The pH of our oceans is about 8.2 at present, but with the amount of carbon dioxide being added and more carbonic acid being produced as a result, the National Oceanic and Atmospheric Administration in the United States projects that the pH in our oceans will fall to around 7.8 by the beginning of the twenty-second century. That may not seem like much, but since it’s on a logarithmic scale, it’s a lot more of a change than it appears. It means our oceans will have increased their acidity by about 150 percent since the start of the Industrial Revolution.
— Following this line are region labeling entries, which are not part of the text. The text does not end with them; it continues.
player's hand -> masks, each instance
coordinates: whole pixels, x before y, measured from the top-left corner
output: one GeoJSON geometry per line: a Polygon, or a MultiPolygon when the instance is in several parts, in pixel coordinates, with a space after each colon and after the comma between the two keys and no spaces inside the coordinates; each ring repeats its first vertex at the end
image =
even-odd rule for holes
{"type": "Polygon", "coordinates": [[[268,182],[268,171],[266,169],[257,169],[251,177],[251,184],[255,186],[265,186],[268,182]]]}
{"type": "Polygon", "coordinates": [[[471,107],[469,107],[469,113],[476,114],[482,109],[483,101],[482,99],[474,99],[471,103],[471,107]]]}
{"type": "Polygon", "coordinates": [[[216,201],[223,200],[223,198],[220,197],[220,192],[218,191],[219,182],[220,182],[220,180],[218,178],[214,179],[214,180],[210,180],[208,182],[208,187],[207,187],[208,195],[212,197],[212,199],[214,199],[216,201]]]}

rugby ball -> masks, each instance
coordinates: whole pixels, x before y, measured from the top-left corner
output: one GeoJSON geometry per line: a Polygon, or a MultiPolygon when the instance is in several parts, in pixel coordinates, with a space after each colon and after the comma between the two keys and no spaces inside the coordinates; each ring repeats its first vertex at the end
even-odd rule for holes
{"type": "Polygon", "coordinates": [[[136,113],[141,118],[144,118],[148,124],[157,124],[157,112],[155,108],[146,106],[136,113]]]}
The impacts of such a change in ocean chemistry can be devastating. Species that build shells, such as crabs and lobsters, won’t thrive very well because the calcium carbonate incorporated into their shells will have a greater tendency to dissolve in such an acidic environment, threatening these species with extinction. Coral is another sea-dwelling organism that requires calcium carbonate to exist, so a more acidic ocean will slowly dissolve our coral reefs as well. This not only threatens the coral directly but also threatens the many species that cohabit with them in their complex ecosystems, including more than four thousand species of fish along with many mollusks and crustaceans, all of which use coral as places to live and breed. Corals contribute important medical benefits to our species as well; they provide compounds that have been used in medicines for cancer and HIV/AIDS and have also been used in bone grafting for humans. A more acidic ocean also will likely interfere with the healthy maturation of some fish larvae, possibly threatening them with extinction.
In other words, this small change in the ocean’s pH may have consequences to our planet that are almost too difficult to imagine, but given how much we rely on the animals in the ocean for food, we may be dooming ourselves to negative health and economic effects if we allow these trends to continue.